10月21日の日経経済教室では、本ブログでも度々登場している慶応大の小幡先生が寄稿されています。

今回の論文の内容は経済危機と経済思想についてでした。過去幾度となく経済構造の変化が起きたときには、政権の交代が起こっています。そしてそのような時には経済思想の歴史的な転換点にもなることが多いです。具体的には以下のようにです。


世界金融危機から1年後、日本でも政権交代が起こりました。では、その背後にはどのような新たな経済思想があるのでしょうか。ポイントは以下の3つです。

  1. 生活が第一→生産者優先政策から消費者優先政策へ
  2. ムダの根絶→質的な小さな政府。賢明な消費者の資源配分能力を重視
  3. 官僚主導から政治主導へ→民間経済主体による自由な選択を尊重


生産者優先政策から消費者優先政策とは、言い換えれば、資源配分を供給側よりも需要側に委ねる政策だといえます。ただし、需要を強化するといっても、かつてのニューディール政策のように政府主導で穴を掘って埋めるというような財政政策を行うのではなく、消費者重視で、需要を強化するというものです。

私自身はサプライサイドの考え方に少なからず影響を受けていたので、今回の小幡先生のデマンドサイドの考え方は衝撃的でした。たしかに、民間の需要に資源配分を委ねた方が、効率性が高まると思います。

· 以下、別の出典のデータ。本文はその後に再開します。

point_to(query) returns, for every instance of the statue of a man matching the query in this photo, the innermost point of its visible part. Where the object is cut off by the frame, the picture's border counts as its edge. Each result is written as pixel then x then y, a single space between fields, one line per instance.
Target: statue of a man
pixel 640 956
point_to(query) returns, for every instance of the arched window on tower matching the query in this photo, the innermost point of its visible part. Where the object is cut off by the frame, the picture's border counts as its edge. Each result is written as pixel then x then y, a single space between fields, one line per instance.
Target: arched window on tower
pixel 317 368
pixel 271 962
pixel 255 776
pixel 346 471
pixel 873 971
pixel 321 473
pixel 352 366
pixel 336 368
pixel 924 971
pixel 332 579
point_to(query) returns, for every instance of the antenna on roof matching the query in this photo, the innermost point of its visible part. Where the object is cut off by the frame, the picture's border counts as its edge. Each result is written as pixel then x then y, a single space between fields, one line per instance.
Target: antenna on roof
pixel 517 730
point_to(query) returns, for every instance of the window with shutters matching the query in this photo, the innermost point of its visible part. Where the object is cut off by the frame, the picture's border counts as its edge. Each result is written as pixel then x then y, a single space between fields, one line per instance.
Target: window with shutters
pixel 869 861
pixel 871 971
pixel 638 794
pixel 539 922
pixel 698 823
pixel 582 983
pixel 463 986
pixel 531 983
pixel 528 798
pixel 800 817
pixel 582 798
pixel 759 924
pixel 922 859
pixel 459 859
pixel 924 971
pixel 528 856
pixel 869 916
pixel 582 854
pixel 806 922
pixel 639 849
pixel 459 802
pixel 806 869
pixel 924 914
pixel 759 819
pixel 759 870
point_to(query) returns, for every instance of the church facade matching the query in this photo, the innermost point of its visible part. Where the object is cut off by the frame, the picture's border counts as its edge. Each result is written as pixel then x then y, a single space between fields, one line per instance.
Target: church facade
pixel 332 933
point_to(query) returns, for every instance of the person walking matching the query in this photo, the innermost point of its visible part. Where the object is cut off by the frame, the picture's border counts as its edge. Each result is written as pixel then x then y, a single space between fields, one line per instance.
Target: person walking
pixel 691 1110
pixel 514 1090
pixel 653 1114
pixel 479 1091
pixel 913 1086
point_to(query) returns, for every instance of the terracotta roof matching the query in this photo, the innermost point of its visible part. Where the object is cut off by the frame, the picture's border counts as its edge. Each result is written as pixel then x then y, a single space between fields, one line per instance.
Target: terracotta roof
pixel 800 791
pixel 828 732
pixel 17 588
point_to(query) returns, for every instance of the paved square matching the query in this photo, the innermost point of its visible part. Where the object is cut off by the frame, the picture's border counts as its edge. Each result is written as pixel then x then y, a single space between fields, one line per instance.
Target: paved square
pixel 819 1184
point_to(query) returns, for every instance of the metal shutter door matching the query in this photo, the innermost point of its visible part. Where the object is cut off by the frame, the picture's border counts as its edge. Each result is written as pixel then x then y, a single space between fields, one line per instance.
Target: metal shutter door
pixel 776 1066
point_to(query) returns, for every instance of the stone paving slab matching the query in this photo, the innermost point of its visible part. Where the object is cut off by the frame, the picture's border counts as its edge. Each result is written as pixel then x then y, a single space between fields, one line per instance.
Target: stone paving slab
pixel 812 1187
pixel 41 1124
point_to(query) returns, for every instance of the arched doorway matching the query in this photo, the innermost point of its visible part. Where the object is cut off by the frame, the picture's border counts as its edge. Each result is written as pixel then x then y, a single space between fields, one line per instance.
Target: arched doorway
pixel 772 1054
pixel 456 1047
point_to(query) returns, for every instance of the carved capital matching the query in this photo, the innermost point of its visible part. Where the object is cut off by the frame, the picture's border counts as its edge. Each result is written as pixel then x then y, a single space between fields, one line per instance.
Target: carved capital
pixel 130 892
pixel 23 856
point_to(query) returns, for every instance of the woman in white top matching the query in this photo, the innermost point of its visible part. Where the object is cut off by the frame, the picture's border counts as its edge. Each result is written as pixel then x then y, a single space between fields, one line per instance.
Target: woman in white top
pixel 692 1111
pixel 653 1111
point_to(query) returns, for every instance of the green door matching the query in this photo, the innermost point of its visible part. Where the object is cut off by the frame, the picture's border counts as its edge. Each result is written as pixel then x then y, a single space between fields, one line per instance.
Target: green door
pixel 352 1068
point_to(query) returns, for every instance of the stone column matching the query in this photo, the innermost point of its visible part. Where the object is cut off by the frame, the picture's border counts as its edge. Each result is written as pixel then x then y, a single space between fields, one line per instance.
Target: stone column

ありそうでなかった考えだったので、これは目から鱗でした。ただ、よくよく考えると需要重視とは、結局のところ顧客重視のことなので、経済学ではビジネスで最も重要なこの視点が欠けていたということでしょうか(苦笑)ミクロ経済学一般均衡理論では、ある一定の仮定の下では個々人が利己的な行動をすれば効率的な資源配分達成されるとされていますし。

民間の需要に資源配分を委ねるということがミクロ経済学で議論されているかどうか知っている人がいたら教えてください(笑)(というより、そもそもミクロ経済学に『民間』という概念はないと思いますが。)